Is extended contraception happening?

Yes and no. Despite these state initiatives, a recent scan of states with 12-month mandates found that 12-month prescription utilization rates were low. In addition, insurers in some states mandate patients receive a smaller supply (such as three months) of contraception before a 12-month supply is provided. This suggests that there is still room for improvement in the implementation of extended contraceptive access.

Is extended access the same as pharmacist provision of contraception?

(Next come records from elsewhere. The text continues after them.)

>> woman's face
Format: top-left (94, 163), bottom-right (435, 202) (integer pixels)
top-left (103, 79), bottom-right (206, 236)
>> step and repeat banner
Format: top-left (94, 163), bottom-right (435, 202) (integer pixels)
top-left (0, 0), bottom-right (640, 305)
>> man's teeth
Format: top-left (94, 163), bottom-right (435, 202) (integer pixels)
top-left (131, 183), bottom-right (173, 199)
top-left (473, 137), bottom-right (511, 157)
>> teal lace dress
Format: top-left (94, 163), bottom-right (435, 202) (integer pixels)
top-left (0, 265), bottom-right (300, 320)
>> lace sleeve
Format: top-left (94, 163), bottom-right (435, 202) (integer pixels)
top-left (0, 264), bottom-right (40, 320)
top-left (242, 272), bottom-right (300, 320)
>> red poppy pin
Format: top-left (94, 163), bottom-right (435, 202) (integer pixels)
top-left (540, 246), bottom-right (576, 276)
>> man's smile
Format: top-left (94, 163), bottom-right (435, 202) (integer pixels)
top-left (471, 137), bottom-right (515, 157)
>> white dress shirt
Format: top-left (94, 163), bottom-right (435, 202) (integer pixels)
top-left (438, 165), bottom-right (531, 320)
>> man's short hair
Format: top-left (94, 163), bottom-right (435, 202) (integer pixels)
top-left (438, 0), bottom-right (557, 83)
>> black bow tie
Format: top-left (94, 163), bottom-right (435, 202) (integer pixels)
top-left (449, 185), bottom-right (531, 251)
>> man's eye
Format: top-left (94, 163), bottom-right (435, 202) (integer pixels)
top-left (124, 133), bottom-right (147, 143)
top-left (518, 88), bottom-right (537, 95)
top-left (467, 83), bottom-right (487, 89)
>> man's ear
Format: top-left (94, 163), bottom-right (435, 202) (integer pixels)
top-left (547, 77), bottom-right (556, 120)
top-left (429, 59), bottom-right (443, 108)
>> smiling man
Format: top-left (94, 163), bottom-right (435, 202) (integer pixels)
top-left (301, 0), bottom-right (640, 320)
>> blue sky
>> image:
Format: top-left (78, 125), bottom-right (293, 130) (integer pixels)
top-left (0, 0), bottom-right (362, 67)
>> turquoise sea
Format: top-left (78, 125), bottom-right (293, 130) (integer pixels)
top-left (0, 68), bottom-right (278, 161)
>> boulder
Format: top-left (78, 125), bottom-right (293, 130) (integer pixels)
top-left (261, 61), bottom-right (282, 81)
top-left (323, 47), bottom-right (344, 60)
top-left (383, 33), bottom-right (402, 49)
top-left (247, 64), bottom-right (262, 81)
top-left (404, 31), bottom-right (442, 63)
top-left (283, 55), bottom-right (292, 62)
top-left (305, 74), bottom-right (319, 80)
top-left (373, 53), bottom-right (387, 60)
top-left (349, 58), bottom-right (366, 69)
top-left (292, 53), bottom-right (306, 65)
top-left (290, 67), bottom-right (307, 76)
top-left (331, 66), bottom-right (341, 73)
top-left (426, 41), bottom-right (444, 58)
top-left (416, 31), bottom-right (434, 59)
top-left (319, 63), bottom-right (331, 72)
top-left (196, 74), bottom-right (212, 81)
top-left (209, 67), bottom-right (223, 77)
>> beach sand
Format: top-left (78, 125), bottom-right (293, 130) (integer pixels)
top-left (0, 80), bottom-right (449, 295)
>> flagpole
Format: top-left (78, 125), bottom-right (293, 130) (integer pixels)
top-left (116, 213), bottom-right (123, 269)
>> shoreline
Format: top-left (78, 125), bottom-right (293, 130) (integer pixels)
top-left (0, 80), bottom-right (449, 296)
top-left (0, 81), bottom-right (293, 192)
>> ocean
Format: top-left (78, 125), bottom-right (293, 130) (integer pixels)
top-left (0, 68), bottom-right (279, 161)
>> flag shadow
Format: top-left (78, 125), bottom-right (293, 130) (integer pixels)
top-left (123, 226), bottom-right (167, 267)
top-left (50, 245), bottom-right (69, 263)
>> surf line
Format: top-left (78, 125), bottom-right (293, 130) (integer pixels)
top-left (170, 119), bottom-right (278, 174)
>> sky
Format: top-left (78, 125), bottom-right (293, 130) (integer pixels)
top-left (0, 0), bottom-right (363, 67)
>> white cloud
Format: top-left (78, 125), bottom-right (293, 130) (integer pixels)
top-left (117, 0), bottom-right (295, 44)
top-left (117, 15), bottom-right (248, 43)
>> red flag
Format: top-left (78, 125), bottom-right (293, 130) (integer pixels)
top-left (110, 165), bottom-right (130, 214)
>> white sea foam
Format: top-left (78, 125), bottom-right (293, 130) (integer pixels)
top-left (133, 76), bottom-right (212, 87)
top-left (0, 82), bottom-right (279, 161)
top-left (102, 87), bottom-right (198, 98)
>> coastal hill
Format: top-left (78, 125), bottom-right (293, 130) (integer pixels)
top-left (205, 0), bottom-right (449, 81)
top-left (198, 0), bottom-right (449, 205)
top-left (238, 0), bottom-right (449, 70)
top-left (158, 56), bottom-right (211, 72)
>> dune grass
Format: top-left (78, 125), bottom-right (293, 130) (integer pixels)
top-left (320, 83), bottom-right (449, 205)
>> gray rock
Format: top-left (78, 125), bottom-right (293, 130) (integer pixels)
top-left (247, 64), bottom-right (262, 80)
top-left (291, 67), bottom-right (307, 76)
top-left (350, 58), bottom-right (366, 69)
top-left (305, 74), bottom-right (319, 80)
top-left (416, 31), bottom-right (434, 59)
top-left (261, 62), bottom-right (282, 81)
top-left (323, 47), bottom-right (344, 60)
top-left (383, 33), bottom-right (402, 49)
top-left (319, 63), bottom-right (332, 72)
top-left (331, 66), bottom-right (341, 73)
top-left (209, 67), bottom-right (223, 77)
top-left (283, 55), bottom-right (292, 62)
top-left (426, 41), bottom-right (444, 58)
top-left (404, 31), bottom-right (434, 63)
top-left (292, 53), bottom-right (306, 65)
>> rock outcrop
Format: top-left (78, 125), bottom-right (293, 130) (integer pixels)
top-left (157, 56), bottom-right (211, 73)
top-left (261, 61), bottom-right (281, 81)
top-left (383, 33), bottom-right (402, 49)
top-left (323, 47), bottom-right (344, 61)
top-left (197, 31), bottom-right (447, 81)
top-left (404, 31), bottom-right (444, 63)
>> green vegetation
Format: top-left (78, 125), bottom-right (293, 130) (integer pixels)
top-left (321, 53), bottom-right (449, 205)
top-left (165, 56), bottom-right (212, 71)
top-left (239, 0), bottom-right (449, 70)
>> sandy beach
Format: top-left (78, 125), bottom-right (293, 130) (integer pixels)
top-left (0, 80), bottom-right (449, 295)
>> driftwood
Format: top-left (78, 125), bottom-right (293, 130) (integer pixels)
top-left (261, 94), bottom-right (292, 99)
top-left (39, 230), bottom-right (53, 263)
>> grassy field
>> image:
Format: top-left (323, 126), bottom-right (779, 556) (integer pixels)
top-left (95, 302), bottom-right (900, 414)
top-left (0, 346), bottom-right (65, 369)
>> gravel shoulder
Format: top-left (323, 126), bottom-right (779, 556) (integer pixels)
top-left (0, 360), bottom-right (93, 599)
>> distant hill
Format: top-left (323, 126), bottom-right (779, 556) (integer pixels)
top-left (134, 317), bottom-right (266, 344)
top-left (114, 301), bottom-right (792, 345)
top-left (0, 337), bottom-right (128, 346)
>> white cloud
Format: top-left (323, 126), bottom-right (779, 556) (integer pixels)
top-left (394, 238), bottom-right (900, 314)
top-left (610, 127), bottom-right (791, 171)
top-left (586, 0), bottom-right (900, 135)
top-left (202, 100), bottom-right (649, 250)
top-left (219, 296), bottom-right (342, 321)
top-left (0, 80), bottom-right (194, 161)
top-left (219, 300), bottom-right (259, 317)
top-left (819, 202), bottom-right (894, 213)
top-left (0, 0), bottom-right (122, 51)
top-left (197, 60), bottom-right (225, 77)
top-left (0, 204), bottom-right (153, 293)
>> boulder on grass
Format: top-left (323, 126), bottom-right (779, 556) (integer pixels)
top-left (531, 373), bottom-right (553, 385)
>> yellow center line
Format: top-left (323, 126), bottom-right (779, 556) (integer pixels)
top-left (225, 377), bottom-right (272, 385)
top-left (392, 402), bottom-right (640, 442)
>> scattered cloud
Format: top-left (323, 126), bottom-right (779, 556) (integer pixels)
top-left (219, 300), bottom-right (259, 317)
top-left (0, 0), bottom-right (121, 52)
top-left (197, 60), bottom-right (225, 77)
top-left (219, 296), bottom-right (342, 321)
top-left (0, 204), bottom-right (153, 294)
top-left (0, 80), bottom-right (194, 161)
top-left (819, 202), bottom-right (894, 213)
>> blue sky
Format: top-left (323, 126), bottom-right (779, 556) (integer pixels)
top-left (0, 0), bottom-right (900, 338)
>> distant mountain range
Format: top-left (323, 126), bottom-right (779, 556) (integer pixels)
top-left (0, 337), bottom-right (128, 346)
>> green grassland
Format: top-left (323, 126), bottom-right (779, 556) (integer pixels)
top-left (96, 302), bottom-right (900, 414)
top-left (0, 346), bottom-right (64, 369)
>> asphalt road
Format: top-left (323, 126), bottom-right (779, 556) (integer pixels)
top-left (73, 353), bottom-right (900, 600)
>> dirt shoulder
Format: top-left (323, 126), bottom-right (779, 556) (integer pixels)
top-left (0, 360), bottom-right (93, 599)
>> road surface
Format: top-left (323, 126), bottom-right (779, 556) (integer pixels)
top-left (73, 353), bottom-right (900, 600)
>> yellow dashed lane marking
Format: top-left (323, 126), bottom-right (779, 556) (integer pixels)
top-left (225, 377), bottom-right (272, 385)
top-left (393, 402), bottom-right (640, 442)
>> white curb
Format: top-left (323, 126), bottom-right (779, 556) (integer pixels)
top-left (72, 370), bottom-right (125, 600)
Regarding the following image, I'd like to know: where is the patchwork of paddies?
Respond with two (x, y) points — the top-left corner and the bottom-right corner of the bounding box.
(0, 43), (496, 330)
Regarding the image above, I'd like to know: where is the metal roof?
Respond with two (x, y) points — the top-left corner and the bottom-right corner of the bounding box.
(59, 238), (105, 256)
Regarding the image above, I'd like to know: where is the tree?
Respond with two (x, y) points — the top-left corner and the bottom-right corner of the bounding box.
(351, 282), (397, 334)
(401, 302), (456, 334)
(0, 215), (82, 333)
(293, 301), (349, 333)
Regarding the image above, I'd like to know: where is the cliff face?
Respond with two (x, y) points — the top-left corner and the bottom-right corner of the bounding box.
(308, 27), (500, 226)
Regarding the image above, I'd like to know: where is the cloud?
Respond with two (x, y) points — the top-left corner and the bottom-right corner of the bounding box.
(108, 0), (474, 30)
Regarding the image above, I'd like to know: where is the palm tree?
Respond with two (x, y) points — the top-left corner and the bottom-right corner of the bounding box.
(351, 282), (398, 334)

In almost 75% states and Washington DC, legislation has been enacted (or is in progress) allowing pharmacists to prescribe contraception. While policies differ from state to state, most states allow pharmacists to provide a 12-month supply pursuant to a standing order, state-wide protocol, or collaborative practice agreement. A recent study found that patients who received contraception from a pharmacist were more likely to receive a six-month supply compared to those receiving contraception from other healthcare providers.

Bottom line

Extended contraceptive access is an important strategy for increasing convenience. It has the potential to improve patient satisfaction and prevent unintended pregnancy. In more than half of states, insurers are required to cover extended contraception supplies. However, uptake of these services has been low, either due to insurers' non-adherence, prescribers' lack of knowledge, or other reasons.

Nicole Cieri-Hutcherson (she/her) is a clinical pharmacist specializing in internal medicine and reproductive health. She practices in acute care at Buffalo General Medical Center and is a clinical assistant professor at the University at Buffalo School of Pharmacy and Pharmaceutical Sciences in Buffalo, NY. Her passion is reproductive health, specifically contraceptive care, menopause management, and drug selection during pregnancy and lactation. At home, she’s mom to 4 beautiful kiddos and enjoys photography and baking.